Sea el dentista de la familia pero sin hacer demasiado aspaviento. Una relación
equilibrada siempre le será muy beneficiosa por que le permitirá exigir cuando
sea necesario.
Esté propenso al diálogo y pregunte a sus pacientes
si quedaron satisfechos con lo que ha hecho. Use el espejo tantas veces como le
sea necesario para que vean qué bien quedó lo que Ud. acaba de hacerles
en la boca. Muchas veces el paciente no sale contento del consultorio, por que
faltó pulir un poco una resina. Pregúntele cómo fue tratado por su Secretaria o
por el personal asistente en general. Sea un gerente de orejas grandes, que
escuchando se aprende mucho y se entera uno más de lo que piensa.(2)
Ofrezca garantía sobre lo que ejecuta pues a Ud. le
disgustaría mucho tener que volver a pagar una compostura de su reloj por
segunda o tercera vez. Le aconsejamos que cobre por “devolver la salud bucal al
paciente y darle confort”, antes de estar cobrando sus honorarios por micra
cuadrada de resina o microgramos de sarro que retire. Piense siempre en grande
si quiere triunfar. Nunca pierda su vida en lo insignificante.
De lo que hemos ido expresando, Ud. deducirá el
papel de “lo social” en el éxito de su práctica profesional sea ésta pública o
privada, ya que Ud. trata a personas y no a bocas. Ud. existe en la sociedad,
porque esta lo necesita. Si no hubiera caries, enfermedad periodontal,
maloclusiones dentarias y otras lesiones más, Ud. no existiría. No habría
dentistas. El Estado y la Nación nos necesitan porque somos elementos
profesionales de utilidad para brindar salud bucal a la sociedad. Si no
logramos encontrar un puente adecuado entre la odontología y las personas, la profesión
devendrá en inútil porque nadie la puede usufructuar o al menos, solamente una
pequeñísima porción de determinada escala socioeconómica podrá acceder a
nuestros servicios. Y nosotros nos debemos a las grandes mayorías. Estos no son
enunciados políticos sino planteamientos muy acordes con la moralidad, la
ética, la justicia y sobre todo la solidaridad que es la base de la identidad
nacional, bien que tanto bien nos hace.
Su papel es dar bienestar y devolver la salud a
todos quienes lo busquen. No importa sus propias necesidades económicas ni el
tamaño del bolsillo de quien venga a atenderse. Nunca cobre de más
aprovechándose de la apariencia de nadie pues a Ud. no le gustaría que le
cobren a su esposa 1 sol más por el kilo de pollo, porque es la “esposa del Dr.
Fulano”.
En un país como el nuestro, en donde el 83 % de las
personas ganan menos de 300 dólares mensuales y en el cual un jubilado casi no
conoce los billetes grandes, sea un elemento útil a la sociedad permitiendo que
todas las personas tengan acceso a los beneficios de lo que Ud. brinda. Esto es
la “equidad” en el servicio que todos tenemos la obligación de permitir y
ofrecer a nuestros semejantes.
Con un buen gerenciamiento de su consultorio Ud.

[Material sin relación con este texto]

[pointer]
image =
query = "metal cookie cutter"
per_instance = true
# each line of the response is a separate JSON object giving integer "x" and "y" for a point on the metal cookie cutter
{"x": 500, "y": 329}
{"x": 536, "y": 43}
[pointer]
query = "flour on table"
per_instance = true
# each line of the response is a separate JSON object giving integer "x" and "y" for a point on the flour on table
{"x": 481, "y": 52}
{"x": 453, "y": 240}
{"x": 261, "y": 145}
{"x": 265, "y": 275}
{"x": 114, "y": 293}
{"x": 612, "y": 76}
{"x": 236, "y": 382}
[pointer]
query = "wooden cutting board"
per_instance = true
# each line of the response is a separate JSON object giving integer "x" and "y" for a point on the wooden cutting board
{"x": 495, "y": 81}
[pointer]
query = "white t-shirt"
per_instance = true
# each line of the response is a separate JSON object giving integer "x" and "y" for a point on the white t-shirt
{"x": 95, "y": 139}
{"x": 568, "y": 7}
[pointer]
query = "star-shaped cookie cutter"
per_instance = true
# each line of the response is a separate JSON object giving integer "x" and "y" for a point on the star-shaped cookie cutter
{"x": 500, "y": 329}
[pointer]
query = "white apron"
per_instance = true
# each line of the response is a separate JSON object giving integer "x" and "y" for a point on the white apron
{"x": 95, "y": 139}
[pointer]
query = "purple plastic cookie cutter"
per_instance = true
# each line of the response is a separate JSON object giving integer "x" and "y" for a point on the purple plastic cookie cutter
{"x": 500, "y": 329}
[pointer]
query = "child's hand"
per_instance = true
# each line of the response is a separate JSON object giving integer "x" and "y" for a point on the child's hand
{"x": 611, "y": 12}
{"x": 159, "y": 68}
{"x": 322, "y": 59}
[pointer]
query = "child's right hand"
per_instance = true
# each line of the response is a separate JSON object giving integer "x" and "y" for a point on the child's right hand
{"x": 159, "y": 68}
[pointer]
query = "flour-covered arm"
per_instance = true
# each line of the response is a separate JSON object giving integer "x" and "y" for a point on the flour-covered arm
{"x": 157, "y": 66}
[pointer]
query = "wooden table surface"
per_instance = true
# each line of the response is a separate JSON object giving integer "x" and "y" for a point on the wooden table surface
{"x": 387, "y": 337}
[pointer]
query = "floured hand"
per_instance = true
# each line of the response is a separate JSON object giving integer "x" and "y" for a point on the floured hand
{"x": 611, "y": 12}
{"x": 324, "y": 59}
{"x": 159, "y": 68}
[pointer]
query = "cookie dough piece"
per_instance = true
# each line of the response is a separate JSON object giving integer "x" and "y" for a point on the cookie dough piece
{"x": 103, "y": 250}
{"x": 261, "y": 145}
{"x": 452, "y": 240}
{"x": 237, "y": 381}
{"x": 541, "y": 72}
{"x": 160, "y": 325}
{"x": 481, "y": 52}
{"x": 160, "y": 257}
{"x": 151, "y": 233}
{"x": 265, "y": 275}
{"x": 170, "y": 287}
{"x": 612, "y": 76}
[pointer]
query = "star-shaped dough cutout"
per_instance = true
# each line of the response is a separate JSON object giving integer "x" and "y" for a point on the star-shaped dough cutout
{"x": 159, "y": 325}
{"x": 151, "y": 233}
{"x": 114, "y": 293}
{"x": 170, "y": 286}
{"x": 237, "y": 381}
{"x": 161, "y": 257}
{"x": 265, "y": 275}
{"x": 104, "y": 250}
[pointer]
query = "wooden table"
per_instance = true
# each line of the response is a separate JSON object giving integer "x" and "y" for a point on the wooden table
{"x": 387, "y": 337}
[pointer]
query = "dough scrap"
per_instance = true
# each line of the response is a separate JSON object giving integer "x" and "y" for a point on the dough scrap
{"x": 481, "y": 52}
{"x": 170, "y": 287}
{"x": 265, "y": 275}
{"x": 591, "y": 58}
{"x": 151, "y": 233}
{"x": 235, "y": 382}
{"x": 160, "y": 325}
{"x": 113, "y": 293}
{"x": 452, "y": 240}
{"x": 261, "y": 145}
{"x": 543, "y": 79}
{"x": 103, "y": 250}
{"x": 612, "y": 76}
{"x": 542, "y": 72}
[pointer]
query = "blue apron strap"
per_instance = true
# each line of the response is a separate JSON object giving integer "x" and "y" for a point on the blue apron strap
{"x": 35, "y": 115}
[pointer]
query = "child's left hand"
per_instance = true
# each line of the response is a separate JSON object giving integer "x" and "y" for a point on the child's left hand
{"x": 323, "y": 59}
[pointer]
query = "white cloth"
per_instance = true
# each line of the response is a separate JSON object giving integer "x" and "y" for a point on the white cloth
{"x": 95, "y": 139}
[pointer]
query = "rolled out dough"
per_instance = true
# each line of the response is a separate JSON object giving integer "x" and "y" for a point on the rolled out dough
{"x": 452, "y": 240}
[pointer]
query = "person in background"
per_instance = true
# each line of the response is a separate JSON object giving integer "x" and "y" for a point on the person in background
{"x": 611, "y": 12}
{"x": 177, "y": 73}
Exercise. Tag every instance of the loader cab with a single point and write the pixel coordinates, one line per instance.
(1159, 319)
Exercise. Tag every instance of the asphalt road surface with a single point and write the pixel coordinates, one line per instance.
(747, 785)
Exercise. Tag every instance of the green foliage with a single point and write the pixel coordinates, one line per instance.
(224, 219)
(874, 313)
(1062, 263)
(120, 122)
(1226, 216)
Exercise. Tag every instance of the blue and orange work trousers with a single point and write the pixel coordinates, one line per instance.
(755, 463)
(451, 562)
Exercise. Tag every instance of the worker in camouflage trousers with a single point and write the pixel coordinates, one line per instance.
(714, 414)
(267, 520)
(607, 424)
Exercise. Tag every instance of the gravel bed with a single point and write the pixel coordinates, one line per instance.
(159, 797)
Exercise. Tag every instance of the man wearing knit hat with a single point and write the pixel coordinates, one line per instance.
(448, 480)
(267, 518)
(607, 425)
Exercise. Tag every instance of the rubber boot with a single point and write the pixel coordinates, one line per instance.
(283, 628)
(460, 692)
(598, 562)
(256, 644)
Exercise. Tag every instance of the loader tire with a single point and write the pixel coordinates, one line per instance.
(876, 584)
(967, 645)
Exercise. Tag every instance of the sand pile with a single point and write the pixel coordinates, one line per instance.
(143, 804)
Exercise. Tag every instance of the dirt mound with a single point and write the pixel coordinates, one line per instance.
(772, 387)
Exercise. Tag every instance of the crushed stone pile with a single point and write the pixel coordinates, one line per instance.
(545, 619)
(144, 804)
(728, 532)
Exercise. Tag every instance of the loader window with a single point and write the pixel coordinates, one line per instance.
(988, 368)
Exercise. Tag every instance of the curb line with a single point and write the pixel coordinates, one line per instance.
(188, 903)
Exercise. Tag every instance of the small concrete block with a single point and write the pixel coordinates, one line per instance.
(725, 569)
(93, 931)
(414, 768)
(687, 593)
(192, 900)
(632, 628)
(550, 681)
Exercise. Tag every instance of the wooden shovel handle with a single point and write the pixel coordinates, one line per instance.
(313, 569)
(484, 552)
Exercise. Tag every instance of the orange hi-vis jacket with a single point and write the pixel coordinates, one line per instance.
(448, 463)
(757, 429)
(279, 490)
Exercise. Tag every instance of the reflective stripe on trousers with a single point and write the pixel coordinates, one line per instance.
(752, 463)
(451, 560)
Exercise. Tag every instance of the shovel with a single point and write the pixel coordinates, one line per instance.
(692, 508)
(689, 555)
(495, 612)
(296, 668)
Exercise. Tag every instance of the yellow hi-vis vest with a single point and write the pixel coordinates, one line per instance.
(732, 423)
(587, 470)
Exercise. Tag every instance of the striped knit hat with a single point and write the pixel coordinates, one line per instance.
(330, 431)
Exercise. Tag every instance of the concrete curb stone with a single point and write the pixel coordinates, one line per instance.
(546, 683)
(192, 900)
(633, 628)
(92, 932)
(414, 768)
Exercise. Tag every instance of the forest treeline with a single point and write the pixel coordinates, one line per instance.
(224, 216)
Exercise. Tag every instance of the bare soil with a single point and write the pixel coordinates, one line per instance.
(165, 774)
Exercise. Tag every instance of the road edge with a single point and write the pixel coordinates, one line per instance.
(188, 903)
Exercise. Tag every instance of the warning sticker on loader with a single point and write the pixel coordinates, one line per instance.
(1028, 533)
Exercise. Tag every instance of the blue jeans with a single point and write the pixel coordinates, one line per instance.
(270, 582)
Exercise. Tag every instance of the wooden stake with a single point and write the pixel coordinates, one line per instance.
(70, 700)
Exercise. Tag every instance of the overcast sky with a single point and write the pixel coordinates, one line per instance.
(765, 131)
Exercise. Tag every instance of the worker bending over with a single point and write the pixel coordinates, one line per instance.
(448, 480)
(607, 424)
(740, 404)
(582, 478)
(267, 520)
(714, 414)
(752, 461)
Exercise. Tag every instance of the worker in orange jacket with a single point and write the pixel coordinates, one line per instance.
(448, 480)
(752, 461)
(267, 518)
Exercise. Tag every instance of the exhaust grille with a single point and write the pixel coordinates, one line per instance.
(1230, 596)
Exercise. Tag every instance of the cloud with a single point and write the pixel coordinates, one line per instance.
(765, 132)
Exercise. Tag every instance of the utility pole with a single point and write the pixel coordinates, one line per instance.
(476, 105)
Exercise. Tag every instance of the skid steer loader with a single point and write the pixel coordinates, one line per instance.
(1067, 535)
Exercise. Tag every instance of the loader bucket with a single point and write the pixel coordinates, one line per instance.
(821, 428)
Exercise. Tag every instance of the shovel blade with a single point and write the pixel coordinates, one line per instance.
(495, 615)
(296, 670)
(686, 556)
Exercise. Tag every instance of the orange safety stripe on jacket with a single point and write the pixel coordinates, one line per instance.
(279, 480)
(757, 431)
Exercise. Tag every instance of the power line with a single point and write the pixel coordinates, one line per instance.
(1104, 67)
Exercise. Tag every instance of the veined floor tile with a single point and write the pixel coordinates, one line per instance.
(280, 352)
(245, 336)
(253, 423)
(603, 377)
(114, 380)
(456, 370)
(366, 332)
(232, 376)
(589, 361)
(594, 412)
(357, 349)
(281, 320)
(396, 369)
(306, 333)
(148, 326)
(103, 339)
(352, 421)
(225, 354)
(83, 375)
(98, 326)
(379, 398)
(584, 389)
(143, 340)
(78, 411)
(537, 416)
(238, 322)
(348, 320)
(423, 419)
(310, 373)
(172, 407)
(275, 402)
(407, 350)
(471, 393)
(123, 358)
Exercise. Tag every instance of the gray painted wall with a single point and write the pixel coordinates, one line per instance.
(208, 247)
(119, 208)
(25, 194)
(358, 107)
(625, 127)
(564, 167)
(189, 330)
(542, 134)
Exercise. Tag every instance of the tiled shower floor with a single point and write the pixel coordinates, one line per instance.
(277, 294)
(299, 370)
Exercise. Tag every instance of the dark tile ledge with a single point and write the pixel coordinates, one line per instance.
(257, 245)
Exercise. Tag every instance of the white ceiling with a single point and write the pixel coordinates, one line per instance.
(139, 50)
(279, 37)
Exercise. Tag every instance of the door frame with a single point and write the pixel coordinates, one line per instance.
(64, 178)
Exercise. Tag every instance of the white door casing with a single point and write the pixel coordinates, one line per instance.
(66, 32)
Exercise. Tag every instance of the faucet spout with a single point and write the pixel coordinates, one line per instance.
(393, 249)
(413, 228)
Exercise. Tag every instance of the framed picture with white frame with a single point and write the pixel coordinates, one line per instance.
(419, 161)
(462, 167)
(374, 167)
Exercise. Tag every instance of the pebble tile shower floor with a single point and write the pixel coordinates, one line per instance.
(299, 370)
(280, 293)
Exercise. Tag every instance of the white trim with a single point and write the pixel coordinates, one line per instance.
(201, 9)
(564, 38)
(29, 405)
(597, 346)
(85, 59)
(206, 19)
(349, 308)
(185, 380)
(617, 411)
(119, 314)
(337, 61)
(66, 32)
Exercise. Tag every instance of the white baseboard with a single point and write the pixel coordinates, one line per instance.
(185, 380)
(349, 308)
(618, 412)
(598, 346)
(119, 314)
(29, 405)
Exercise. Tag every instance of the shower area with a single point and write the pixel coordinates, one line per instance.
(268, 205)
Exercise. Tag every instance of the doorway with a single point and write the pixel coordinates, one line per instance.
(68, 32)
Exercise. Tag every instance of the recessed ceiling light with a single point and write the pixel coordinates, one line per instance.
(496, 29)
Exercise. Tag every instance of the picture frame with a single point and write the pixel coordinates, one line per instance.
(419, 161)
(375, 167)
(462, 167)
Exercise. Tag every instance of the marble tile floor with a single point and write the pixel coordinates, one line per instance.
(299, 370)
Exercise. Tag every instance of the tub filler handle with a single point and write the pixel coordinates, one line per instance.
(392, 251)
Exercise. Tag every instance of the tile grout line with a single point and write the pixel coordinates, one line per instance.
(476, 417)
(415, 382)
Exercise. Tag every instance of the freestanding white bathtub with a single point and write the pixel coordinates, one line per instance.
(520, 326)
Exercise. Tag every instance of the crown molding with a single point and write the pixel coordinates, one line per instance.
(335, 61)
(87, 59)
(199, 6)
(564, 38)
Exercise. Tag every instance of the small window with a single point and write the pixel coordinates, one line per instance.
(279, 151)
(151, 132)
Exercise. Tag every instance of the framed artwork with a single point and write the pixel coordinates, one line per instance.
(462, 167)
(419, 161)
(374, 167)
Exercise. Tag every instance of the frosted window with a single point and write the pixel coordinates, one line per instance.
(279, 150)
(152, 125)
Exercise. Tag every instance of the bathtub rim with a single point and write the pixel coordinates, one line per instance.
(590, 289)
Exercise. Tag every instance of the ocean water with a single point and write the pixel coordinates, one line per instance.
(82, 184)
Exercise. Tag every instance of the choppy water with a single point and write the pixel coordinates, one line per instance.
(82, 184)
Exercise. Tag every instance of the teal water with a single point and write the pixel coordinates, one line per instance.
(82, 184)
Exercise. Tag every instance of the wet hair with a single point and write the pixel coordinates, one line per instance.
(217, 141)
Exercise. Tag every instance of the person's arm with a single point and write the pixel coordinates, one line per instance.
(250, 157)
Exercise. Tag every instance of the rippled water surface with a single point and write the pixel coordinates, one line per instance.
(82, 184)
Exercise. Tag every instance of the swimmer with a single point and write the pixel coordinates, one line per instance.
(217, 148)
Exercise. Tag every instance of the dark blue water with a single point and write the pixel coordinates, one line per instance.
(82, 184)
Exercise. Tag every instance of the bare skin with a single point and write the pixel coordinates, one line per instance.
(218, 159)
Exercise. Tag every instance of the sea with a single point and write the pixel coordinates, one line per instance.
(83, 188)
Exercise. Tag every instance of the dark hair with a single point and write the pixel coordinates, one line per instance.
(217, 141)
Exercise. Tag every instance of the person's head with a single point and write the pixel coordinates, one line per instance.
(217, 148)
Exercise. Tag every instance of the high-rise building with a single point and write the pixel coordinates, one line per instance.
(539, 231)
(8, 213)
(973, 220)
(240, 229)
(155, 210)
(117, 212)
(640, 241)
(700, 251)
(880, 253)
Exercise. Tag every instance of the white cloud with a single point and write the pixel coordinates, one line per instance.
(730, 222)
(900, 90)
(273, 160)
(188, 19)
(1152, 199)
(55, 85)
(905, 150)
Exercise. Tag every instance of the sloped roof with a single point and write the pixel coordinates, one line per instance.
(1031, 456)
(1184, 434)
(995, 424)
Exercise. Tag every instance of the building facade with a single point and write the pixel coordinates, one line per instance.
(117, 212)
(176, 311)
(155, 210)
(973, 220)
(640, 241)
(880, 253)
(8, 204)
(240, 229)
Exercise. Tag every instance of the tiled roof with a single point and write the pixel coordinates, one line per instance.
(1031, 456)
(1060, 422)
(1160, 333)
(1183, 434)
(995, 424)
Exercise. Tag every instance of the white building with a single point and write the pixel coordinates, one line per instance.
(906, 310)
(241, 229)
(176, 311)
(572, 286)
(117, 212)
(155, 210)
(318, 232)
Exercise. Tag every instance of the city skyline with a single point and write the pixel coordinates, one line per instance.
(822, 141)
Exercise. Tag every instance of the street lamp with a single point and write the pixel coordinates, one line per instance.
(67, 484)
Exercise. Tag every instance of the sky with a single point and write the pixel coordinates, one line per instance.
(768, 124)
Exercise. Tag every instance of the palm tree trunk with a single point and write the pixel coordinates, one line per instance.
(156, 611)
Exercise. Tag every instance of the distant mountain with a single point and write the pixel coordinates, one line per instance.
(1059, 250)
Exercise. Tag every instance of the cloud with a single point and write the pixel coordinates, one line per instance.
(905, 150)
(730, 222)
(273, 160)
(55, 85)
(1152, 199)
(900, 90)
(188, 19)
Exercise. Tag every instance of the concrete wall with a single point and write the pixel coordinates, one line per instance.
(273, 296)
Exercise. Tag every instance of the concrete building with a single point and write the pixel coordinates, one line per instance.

logrará eficiencia, eficacia y buenos resultados, traducidos en una adecuada
rentabilidad a niveles permisibles para muchas personas. No se olvide que la
recesión lleva ya muchos años azotando el bolsillo de grandes grupos humanos y
que la economía nacional tardará un buen tiempo para mejorar. Después de todo,
Ud. y nosotros nos ganamos decentemente la vida como dentistas y nada nos
impide obtener un buen fruto económico por nuestro trabajo, pero para ello
debemos saber leer la realidad que nos rodea, saber leer el mercado, ser
marketeros. (3).
Es interesante que le expresemos (comentario que en
otra oportunidad ampliaremos) que el secreto del éxito económico de cualquier
empresa es vender mucho, con márgenes adecuados y que la productividad eleva la
rentabilidad. Quien no vende no gana y quien vende mucho gana bastante, a pesar
que los márgenes de utilidad unitaria por servicio sean relativamente bajos.
Esto es economía pura.
Sea prudente con el nivel de sus honorarios por que
no desdice “su calidad profesional” si no son tan elevados que muy pocas
personas los pueden pagar. Nunca de las espaldas a la realidad que lo rodea.
Los honorarios sumamente elevados y sobre todo, los márgenes no calculados
científicamente sino al azar “al buen parecer o copiando lo que otros cobran”,
ha cerrado el libre acceso de gran parte de la población a los beneficios de
muchos de los servicios y la odontología en un servicio del área de la salud.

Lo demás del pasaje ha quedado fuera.